Hello friends. Got this letter in the mail. Please meet my new favorite person in the whole wild world—Rachel. Warning: a bit of profanity ahead. To me it is perfectly placed, exactly right profanity—but I am just telling you so you’re ready.
I have been writing this thank you card in my head since July. Your blog post “Your Body is Not Your Masterpiece, Your Life Is” changed my life. That make sound a bit dramatic (not too surprising with my personality) but it is 100 percent true. I have been working for years in therapy to find peace with my body. I had been working and working and trying and trying and together, my therapist and I have made some progress. But a few days before your post, I experienced a pretty major setback and felt pretty torn up inside. I had worked so hard and it felt like my battle with my body was in full swing. And then—and then, sweet G, your blog post landed like magic in my inbox. Paintbrush! My body is my paintbrush and my LIFE is my masterpiece?! Something about your words just moved me. Literally moved me to tears, moved me forward on my journey, and moved me towards peace in a lifelong battle. It was like I had been humming a tune with no words in my head, at times it was so quiet and all the nasty voices in my head so loud, I couldn’t hear it. With therapy, I worked on quieting the nasty voices and listening carefully to the music and humming along. But G, your blog was like hearing the words to the song for the first time. Your blog gave me lyrics to the music I had been trying to write, language to hold onto when the battle felt fierce. THANK YOU. That doesn’t even seem like anywhere close to what I want to say—like it’s a tiny fraction of how appreciative I feel.

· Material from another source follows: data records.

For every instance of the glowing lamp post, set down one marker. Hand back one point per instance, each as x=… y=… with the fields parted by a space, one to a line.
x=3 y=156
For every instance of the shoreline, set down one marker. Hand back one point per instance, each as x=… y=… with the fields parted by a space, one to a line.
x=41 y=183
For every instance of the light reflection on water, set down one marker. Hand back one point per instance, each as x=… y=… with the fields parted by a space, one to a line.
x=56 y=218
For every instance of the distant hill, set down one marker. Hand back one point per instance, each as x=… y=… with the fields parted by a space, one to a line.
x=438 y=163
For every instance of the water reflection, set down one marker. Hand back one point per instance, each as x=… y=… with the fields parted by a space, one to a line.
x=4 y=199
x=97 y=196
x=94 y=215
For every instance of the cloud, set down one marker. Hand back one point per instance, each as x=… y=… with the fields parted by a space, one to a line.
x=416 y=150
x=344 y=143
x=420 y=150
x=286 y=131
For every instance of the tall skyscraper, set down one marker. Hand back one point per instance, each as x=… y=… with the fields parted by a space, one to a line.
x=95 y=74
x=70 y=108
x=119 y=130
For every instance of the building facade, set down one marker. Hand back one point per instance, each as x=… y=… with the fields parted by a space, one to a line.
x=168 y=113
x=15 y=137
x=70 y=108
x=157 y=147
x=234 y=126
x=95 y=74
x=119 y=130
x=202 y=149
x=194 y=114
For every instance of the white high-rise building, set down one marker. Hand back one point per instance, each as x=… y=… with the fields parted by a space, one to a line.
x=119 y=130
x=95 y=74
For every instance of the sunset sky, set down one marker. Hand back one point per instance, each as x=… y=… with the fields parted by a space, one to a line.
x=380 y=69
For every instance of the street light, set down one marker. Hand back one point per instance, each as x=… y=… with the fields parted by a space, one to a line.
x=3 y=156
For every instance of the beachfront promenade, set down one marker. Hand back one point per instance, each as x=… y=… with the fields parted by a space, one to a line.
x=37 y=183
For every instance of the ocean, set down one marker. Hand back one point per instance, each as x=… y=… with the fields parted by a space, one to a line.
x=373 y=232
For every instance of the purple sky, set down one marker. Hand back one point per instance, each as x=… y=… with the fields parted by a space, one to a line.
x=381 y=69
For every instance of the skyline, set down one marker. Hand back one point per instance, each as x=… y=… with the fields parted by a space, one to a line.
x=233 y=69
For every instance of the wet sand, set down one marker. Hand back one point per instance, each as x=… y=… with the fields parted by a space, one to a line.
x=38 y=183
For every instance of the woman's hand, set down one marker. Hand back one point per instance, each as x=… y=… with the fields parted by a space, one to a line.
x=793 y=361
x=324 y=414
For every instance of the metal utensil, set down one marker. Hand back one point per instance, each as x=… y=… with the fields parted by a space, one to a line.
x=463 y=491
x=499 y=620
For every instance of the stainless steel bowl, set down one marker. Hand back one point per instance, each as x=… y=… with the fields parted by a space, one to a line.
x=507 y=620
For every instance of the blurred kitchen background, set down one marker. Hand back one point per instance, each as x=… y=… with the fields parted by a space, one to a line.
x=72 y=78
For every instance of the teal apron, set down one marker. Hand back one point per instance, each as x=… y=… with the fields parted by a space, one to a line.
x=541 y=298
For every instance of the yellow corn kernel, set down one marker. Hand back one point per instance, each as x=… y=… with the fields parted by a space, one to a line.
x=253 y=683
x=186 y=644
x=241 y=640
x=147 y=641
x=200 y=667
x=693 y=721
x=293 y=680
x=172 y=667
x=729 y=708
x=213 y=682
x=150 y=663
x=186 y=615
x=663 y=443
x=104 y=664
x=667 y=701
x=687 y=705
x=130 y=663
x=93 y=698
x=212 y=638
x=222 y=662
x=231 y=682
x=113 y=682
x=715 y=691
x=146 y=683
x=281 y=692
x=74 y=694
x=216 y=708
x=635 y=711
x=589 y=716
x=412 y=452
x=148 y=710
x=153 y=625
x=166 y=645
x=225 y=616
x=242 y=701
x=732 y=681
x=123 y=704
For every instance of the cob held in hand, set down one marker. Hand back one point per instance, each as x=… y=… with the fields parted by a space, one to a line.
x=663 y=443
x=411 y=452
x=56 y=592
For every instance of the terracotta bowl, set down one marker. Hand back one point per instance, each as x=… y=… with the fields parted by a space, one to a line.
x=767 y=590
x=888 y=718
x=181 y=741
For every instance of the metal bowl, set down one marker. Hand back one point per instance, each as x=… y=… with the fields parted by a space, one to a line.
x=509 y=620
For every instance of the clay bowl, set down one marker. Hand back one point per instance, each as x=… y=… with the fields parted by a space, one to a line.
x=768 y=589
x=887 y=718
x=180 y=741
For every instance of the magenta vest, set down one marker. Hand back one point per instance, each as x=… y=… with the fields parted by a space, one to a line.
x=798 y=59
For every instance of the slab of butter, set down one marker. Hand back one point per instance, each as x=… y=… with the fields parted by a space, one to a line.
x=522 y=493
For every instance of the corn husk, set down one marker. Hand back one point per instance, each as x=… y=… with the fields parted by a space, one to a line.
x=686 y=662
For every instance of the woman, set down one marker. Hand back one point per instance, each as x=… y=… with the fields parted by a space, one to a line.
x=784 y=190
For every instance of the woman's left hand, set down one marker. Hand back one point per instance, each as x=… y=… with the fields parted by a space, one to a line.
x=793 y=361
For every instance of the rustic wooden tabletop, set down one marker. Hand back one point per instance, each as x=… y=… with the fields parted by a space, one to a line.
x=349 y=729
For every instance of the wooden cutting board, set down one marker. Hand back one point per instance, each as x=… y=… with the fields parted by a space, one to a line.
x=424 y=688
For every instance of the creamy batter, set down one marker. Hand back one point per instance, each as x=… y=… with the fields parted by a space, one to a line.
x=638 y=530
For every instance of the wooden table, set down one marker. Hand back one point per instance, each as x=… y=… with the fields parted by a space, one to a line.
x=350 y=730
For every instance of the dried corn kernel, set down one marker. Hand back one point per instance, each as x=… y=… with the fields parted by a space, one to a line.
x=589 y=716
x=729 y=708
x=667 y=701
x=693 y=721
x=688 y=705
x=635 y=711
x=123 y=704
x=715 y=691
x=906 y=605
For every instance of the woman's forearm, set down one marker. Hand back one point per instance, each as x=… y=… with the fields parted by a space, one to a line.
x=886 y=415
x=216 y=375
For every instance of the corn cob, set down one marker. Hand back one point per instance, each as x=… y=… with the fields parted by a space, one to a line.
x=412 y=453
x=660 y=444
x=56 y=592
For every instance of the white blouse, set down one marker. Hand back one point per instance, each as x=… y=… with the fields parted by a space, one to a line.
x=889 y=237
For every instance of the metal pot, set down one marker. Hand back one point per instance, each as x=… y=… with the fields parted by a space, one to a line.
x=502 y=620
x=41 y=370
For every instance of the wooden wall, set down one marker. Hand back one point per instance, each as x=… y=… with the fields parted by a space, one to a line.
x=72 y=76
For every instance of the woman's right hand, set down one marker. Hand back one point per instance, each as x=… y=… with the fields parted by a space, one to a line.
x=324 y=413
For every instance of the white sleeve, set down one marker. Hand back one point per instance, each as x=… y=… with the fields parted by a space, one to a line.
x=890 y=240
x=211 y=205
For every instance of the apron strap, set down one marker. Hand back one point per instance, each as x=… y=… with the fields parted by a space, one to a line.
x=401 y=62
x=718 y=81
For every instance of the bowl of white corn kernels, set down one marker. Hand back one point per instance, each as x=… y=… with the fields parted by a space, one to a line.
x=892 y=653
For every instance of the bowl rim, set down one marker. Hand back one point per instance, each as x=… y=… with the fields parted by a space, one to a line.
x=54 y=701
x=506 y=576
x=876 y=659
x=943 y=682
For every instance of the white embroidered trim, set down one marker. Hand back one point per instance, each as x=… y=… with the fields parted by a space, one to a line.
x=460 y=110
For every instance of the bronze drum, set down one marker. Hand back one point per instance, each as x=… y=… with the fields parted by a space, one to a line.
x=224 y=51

“Paintbrush” has become a special term for me. It’s my mantra. I meditate on it and repeat it to myself every time I do pretty much anything. I say it to myself at the gym when I am celebrating my body by using it, I whisper it to myself on the way to first dates. It’s my thing. In fact, on the day I first brought your blog to my therapist, through tears I exclaimed, “My body is a fucking paintbrush! It’s MY paintbrush! I am going to dress up like an effing paintbrush for Halloween!!” So enclosed, please find a photo of me dressed up like an effing paintbrush for Halloween. Thank you so much, G—for so much.
Love totally wins,
With her letter, Rachel also sent me a copy of the book Tattoos on the Heart, along with this postscript:
Books are pretty much my favorite ever. So my favorite way to say thank you is to pass along special books to special people. I hope you enjoy this one. Father G is an inspiration. Homeboy Industries is an incredible agency that teaches former gang members to find the love they have been missing…inside themselves. (I have no affiliation with them, I am just sort of a stalker of Father G’s amazing love from afar and, since I am a social worker in LA—he is a bit of a rock star to all of us working with the underserved.) Father G’s book is one of my favorites of all time. I read it over and over, listen to the audio version like it’s going out of style, and cling to his words (like I do yours) for strength and inspiration. A priest who devotes his life to teaching gang members to love themselves and each other and writes to us all about it? Brutiful! I hope you enjoy.
“Here is what we seek: a compassion that can stand in awe at what the poor have to carry rather than stand in judgment at how they carry it.” – Gregory Boyle
Rachel: I read it. Then I read it again. Then I begged everyone I know to read it. It is now one of my all-time favorite books and Father Boyle is one of my all-time favorite humans.